Thursday, September 30, 2010

52 Books in 52 Weeks: Book 36



I just finished Northanger Abbey by Jane Austen. This was Austen's first novel though it was not published until after her death {as was Persuasion}.

Austen uses this novel to poke fun at the Gothic romance novels that were popular at the time. 

The heroine of this story is the naive Catherine Morland who has the opportunity to vacation in Bath {and then also at Northanger Abbey}. During this time she finds herself in a series of {comical} predicaments that are fueled by the novels she reads and her own imagination. Through the course of the book she finds love but also meets with betrayal.

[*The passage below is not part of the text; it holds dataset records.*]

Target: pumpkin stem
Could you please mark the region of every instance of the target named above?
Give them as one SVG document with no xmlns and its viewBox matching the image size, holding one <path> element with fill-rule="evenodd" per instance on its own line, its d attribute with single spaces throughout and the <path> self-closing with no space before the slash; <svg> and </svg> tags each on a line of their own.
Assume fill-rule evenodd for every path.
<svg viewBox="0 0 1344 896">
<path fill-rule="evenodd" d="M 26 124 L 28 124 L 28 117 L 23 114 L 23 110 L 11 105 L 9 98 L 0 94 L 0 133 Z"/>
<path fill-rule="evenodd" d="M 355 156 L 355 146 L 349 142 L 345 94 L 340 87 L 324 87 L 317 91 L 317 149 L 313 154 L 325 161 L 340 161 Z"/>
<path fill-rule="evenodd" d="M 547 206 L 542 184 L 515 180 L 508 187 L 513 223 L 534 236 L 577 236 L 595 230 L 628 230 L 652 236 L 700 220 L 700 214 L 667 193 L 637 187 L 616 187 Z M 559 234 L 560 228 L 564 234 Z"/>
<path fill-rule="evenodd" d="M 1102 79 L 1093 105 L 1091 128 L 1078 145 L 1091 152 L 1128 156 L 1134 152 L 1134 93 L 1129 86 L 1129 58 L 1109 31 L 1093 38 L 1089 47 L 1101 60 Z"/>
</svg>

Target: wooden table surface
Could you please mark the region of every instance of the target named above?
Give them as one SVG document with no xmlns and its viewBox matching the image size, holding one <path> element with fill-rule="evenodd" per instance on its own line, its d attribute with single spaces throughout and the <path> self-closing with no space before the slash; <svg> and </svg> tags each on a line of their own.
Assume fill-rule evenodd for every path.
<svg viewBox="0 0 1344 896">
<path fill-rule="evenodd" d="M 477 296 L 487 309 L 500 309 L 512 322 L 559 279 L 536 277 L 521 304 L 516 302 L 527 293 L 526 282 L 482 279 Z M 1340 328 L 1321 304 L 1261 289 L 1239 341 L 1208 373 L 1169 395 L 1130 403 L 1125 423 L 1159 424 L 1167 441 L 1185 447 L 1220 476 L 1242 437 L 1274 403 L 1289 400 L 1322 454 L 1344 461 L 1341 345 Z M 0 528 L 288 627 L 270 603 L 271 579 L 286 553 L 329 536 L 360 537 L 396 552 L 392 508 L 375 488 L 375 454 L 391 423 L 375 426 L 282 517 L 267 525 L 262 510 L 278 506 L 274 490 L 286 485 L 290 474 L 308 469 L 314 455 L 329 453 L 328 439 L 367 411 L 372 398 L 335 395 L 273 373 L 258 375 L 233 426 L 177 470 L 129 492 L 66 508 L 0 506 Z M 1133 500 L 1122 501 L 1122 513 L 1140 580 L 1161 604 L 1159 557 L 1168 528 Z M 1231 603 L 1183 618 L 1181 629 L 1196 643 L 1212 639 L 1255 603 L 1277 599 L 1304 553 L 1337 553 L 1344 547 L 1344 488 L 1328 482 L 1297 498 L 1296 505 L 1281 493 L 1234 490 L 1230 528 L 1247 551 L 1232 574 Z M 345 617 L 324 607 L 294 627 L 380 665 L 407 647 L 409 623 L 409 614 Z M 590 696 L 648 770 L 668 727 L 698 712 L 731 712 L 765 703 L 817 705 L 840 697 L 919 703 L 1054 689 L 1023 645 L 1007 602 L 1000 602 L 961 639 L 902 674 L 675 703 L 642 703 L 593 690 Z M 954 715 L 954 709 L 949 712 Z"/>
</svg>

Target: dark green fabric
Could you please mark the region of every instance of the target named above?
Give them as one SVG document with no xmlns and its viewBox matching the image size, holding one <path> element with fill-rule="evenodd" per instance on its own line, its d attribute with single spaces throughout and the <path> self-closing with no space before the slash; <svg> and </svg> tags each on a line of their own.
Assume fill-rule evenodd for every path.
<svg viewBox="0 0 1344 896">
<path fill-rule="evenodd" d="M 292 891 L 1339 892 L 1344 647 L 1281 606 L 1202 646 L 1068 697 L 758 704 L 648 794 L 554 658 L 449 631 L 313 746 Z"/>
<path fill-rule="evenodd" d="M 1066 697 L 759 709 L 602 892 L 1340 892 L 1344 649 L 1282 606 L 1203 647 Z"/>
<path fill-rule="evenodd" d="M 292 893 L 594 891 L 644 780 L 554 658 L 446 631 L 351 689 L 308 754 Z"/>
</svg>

A few passages that I liked from the book:
What a strange and unaccountable character! – for with all these symptoms of profligacy at ten years old, she had neither a bad heart nor a bad temper, was seldom stubborn, scarcely ever quarrelsome, and very kind to little ones, with few interruptions of tyranny; she was moreover noisy and wild, hated confinement and cleanliness, and loved nothing so well in the world as rolling down the green slope at the back of the house.

"Everybody allows that the talent of writing agreeable letters is particularly female. Nature may have done something, but I am sure it must be essentially assisted by the practice of keeping a journal." – Henry 

Catherine listened with astonishment; she knew not how to reconcile two such very different accounts of the same thing; for she had not been brought up to understand the propensities of a rattle, nor to know how many idle assertions and falsehoods the excess of vanity will lead. Her own family were plain, matter-of-fact people who seldom aimed at wit of any kind; her father, at utmost, being contented with a pun, and her mother with a proverb; they were not in the habit of telling lies to increase their importance, or of asserting at one moment what they would contradict the next.

It would be mortifying to the feelings of many ladies, could they be made to understand how little the heart of man is affected by what is costly or new in their attire; how little it is biased by the texture of their muslin... Woman is fine for her satisfaction alone. No man will admire her more, no woman will like her the better for it.

Wherever you are you should always be contented, but especially at home, because there you must spend the most of your time.